Growing up in Chicago, Jack had been politically active, particularly in opposition to the Vietnam War. She and her older brother would take the bus downtown to participate in antiwar protests. She read multiple editions of the daily newspaper, volunteered with political campaigns, and visited the offices of elected officials. As an undergraduate in Iowa City, she connected with a small group of women committed to a wide range of issues, from racism and sexual assault to domestic violence and the availability of social services.

“Everyone was energized, and we taught ourselves how to make things happen,” says Jack, who also got involved in the progressive Iowa City Women’s Press and Plains Woman Bookstore. “We pushed and pushed and got what we needed. The university didn’t always support us, but we fought tooth and nail and made things institutional that are commonplace now. Can you imagine, for example, not having the Rape Victim Advocacy Program or the Domestic Violence Intervention Program?”

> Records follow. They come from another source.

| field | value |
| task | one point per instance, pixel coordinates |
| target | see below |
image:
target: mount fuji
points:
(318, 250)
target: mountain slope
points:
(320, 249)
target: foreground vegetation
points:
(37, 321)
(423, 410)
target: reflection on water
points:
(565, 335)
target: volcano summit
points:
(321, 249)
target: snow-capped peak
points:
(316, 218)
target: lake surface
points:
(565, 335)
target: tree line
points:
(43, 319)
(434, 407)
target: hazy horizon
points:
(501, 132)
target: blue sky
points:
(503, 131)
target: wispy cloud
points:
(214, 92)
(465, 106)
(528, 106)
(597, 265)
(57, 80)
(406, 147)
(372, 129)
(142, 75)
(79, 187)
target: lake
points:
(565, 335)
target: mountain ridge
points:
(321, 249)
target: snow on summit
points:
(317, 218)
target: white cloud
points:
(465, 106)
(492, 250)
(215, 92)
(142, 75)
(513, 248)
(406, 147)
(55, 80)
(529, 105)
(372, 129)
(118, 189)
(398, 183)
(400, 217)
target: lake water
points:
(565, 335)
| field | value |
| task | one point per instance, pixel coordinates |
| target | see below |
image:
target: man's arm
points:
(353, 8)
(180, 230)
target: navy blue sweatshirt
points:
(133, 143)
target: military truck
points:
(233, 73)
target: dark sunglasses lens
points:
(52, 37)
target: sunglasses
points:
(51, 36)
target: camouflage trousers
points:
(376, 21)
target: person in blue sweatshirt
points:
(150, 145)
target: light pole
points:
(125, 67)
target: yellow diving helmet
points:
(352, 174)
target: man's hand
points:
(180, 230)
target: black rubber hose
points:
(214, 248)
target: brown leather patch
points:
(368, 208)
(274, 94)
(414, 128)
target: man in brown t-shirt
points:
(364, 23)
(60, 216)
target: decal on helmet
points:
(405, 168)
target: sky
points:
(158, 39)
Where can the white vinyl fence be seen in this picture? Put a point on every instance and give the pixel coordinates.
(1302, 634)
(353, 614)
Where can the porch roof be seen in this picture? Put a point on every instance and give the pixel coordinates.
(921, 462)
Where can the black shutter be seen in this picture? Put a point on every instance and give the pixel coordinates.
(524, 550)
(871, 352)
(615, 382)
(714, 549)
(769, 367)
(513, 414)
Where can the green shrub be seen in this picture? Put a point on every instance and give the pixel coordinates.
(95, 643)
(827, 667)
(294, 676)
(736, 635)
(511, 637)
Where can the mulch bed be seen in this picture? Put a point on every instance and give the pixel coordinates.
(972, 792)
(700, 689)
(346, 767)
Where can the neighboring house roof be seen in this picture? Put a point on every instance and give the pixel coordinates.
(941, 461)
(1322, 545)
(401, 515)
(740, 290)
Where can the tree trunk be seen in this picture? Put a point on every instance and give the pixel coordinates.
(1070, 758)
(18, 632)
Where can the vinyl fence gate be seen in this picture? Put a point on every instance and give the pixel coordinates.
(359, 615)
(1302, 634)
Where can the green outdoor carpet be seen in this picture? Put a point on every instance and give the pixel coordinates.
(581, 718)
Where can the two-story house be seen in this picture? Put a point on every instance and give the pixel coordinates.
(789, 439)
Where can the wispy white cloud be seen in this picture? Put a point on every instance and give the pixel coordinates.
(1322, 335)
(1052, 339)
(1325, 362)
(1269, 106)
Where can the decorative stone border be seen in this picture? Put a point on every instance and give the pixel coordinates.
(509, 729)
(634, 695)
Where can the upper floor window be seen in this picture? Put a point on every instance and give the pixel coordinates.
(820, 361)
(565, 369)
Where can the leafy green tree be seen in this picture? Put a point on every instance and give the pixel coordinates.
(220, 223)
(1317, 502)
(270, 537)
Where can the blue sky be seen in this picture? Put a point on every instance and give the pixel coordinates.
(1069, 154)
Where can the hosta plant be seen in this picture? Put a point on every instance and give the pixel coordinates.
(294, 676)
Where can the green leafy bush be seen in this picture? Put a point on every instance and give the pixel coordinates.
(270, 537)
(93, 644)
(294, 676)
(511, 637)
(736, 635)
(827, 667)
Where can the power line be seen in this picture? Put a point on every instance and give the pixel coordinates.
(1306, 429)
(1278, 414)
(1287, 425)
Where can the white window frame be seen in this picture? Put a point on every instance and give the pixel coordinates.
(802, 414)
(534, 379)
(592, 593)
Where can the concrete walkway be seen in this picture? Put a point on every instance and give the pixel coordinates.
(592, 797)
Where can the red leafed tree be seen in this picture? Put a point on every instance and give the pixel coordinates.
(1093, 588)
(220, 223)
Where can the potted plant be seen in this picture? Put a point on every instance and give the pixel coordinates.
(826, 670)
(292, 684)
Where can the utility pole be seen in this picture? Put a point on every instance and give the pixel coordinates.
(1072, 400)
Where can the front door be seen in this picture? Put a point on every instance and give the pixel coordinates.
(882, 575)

Both Bunch and Jack say that there was not much intermingling of the gay and lesbian communities. Jack says it wasn’t until a friend encouraged her to join a caravan of several dozen men headed to the National March on Washington for Lesbian and Gay Rights in 1979 that she recognized they had common ground—and saw opportunity.

“It was incredible to walk with thousands of men and women and have the freedom to be proud of yourself,” she says. “I learned a lot about gay men on that trip, and that made it possible for me to reach out to them to organize events. Although we understood that our needs were different as gays and lesbians, we started working together.”

affectional preference in large type

Securing protections and expanding benefits

With an organizational presence on campus firmly established, attention turned to policy.

Sue Buckley, who was hired by the UI in 1975 to coordinate the Action Studies Program and was director of the Women’s Resource and Action Center from 1983 to 1989, was centrally involved in two key changes. She was part of a successful 1977 effort to get the city of Iowa City to amend its human rights statement to include sexual orientation, which extended protections in the areas of employment, credit, public accommodation, and, later, housing. In the 1980s, she teamed up with a local attorney to press the University of Iowa to update its human rights policy. An amendment was approved—but with a concession.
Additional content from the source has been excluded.